Lhasa Apsos should be well socialized to both people and other animals, including other dogs, in puppy hood. They are excellent watchdogs with a sharp, loud alarm bark. Lhasa Apsos can do well with children, but they should be supervised and exposed to them early on. These are notoriously long-lived dogs, routinely going into their late teens. The record holder is a breed champion who lived to 29 years of age!
The Lhasa Apso is an ancient breed, developed in Tibet from the Tibetan terrier and similar herding-type Tibetan dogs. The conversion of Tibet to Buddhism in the 7th century AD established the Lhasa Apso as a definitive breed. Buddha is said to have had power over lions, and the Lhasa Apso with its full coat, full head of hair and leonine colors was referred to as "the lion dog."

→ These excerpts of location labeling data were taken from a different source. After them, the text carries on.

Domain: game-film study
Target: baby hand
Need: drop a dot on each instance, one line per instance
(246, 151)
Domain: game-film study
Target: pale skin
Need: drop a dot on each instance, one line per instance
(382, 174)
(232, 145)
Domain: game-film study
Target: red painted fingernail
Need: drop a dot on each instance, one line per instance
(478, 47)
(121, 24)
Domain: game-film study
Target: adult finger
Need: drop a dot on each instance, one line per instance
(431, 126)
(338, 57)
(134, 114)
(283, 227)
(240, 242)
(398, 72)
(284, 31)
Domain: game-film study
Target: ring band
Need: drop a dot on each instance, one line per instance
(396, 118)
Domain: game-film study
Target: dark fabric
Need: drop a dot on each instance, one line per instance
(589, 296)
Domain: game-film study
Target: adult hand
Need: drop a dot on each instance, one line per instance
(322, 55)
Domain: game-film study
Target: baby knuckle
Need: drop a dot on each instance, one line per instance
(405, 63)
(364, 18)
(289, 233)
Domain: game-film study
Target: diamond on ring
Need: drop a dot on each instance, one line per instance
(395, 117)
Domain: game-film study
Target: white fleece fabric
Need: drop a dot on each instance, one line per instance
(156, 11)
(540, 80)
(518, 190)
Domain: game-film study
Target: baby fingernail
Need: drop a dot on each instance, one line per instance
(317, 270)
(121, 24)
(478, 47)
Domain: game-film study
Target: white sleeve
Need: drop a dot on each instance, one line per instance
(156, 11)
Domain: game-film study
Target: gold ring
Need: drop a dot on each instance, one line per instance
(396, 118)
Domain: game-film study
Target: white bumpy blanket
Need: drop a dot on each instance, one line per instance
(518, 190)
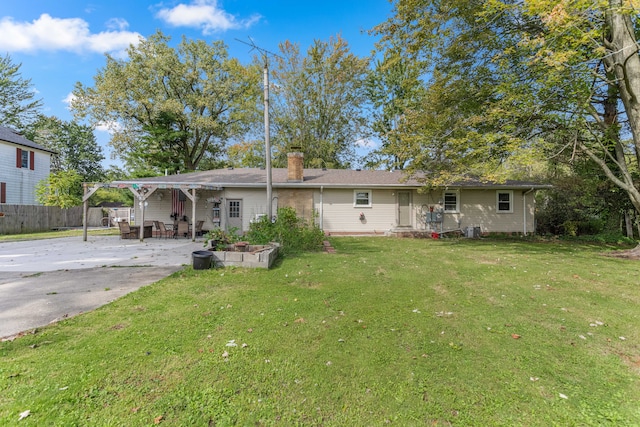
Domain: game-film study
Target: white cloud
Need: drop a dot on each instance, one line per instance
(67, 34)
(206, 15)
(69, 99)
(117, 24)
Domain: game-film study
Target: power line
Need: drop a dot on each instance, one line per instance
(265, 53)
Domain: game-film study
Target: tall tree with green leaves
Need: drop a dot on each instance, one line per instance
(75, 145)
(509, 82)
(318, 103)
(59, 189)
(394, 88)
(18, 105)
(171, 108)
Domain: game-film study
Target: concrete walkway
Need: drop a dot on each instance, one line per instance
(42, 281)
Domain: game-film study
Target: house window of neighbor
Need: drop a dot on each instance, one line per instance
(505, 201)
(451, 201)
(362, 198)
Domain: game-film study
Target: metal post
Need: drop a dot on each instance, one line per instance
(267, 143)
(85, 212)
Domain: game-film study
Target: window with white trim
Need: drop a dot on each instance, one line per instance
(25, 159)
(362, 198)
(451, 201)
(504, 201)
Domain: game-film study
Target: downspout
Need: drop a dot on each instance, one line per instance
(321, 208)
(524, 210)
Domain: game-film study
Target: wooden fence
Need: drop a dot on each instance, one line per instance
(16, 219)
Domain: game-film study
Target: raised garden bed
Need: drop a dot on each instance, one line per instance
(243, 254)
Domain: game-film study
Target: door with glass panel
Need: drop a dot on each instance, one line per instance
(234, 214)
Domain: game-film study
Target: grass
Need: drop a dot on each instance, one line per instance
(400, 331)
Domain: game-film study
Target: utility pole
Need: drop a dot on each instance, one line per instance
(267, 142)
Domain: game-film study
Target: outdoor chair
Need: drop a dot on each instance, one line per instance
(126, 232)
(182, 229)
(162, 230)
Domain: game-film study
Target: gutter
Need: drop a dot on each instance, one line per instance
(321, 208)
(524, 209)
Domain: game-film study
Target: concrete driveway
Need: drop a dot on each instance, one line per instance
(42, 281)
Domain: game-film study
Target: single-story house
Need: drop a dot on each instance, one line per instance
(23, 164)
(339, 201)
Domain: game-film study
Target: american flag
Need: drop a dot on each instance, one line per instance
(177, 205)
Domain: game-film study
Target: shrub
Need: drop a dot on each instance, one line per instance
(293, 233)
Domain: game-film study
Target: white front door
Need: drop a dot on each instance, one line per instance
(234, 214)
(404, 208)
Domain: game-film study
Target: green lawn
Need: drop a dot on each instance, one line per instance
(400, 331)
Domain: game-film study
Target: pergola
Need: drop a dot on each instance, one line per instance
(141, 192)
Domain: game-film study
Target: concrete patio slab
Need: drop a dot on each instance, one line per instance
(42, 281)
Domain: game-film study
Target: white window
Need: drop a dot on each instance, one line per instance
(24, 159)
(362, 198)
(451, 201)
(504, 201)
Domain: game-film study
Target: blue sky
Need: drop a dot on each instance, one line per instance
(63, 42)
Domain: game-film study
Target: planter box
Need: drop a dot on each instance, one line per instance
(254, 256)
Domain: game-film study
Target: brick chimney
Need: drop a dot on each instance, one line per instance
(295, 167)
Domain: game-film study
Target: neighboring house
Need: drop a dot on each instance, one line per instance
(339, 201)
(23, 164)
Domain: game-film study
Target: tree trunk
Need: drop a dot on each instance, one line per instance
(628, 224)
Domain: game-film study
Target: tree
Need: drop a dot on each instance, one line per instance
(393, 88)
(171, 108)
(18, 106)
(59, 189)
(75, 145)
(509, 81)
(318, 103)
(247, 154)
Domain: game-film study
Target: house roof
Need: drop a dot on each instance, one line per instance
(313, 178)
(9, 135)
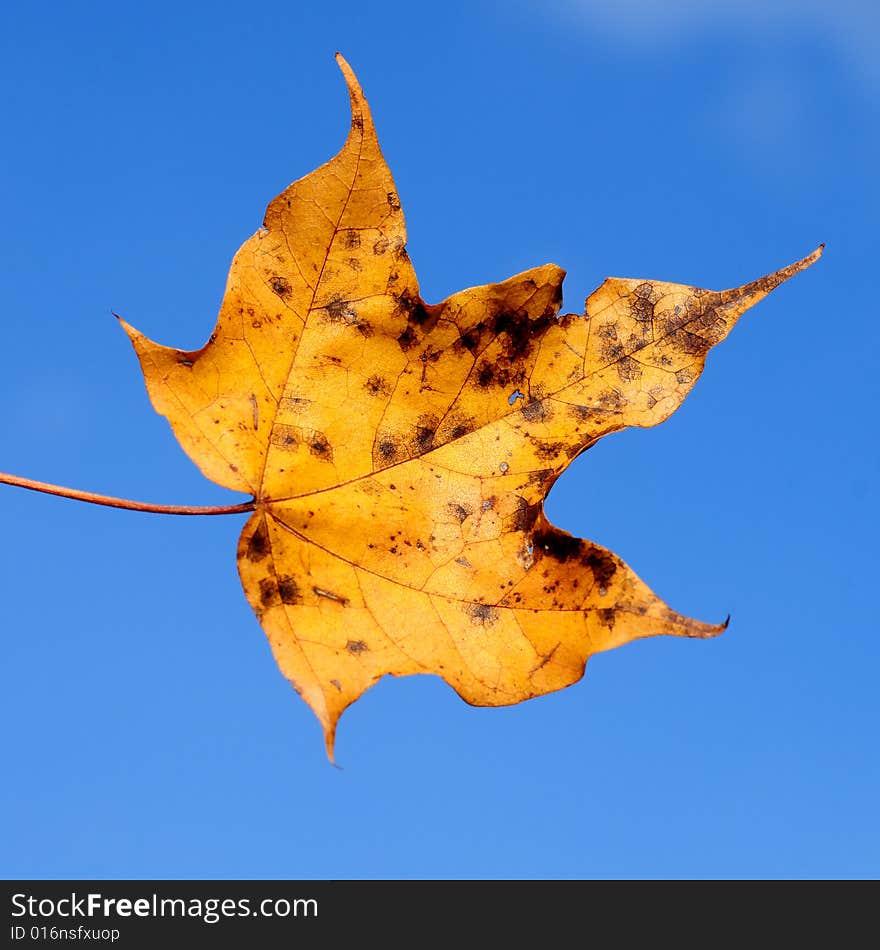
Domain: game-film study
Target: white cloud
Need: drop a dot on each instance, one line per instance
(850, 27)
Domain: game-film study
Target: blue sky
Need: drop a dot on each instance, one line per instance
(145, 729)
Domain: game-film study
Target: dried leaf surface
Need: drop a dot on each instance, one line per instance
(400, 452)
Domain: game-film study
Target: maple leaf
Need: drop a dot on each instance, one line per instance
(399, 452)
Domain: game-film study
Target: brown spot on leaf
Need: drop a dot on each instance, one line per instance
(259, 545)
(628, 369)
(288, 590)
(376, 385)
(483, 615)
(459, 512)
(280, 285)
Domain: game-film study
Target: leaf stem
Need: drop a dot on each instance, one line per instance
(110, 502)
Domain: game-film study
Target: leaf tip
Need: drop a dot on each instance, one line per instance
(330, 744)
(360, 111)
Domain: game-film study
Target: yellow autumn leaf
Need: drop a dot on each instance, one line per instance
(399, 453)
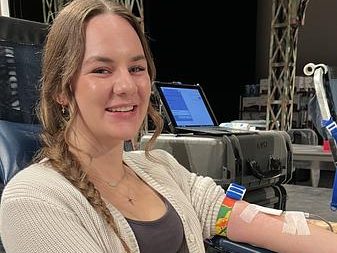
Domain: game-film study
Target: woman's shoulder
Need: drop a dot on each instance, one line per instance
(155, 154)
(37, 181)
(40, 172)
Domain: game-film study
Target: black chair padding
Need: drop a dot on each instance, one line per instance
(18, 144)
(21, 45)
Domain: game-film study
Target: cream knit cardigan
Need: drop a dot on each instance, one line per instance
(43, 212)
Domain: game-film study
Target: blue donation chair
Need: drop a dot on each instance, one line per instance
(21, 43)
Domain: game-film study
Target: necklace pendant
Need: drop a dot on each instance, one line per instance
(131, 201)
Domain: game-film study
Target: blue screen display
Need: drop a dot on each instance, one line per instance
(187, 106)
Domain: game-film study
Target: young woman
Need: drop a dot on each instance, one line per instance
(84, 193)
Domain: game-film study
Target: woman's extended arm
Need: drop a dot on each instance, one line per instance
(266, 231)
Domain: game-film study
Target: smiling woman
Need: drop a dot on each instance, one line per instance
(84, 193)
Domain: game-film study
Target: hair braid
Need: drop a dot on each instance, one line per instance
(69, 166)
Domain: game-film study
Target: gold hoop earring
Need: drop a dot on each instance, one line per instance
(63, 109)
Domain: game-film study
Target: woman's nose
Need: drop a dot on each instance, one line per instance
(124, 83)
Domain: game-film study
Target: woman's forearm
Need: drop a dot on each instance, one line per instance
(266, 231)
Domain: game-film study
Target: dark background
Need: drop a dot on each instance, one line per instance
(194, 43)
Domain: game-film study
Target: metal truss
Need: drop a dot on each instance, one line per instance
(287, 16)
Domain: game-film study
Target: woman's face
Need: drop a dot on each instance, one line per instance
(112, 88)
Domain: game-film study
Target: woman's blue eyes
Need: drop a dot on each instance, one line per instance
(134, 69)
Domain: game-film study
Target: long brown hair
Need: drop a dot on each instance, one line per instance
(62, 58)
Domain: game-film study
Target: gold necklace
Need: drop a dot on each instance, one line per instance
(114, 185)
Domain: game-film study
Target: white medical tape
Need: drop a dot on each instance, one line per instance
(252, 210)
(295, 223)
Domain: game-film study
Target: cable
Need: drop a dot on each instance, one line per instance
(315, 216)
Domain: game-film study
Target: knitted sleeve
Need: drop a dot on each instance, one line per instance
(40, 212)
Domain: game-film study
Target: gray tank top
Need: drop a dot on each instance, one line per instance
(164, 235)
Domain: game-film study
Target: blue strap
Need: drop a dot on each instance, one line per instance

Lamas (Tibetan priests) are reputed to be reincarnated as Lhasa Apsos if they do not reach Nirvana. The Dalai Lamas not only kept Lhasa Apsos as pets, but also used them as gifts for honored guests. Lhasa Apsos sent to China were used in the development of the Shih Tzu and Pekingese breeds. Lhasa Apsos not only served as pets and companions but also as guard dogs because of their alert nature and their sharp bark.
When the Lhasa Apso first reached Europe and North America, confusion resulted in interbreeding with the Shih Tzu and possibly Tibetan terrier. By 1930 however, the breeds were being separated and distinguishing standards written up.
Grooming can be time-consuming if you keep a Lhasa Apso in full show coat. Careful brushing is needed to remove debris and prevent the development of matts. Many pet guardians have their Lhasa Apso clipped short twice a year for easier care. Lhasa Apsos do look nice clipped, and they run wildly about as if free of the weight of their hair right after a grooming!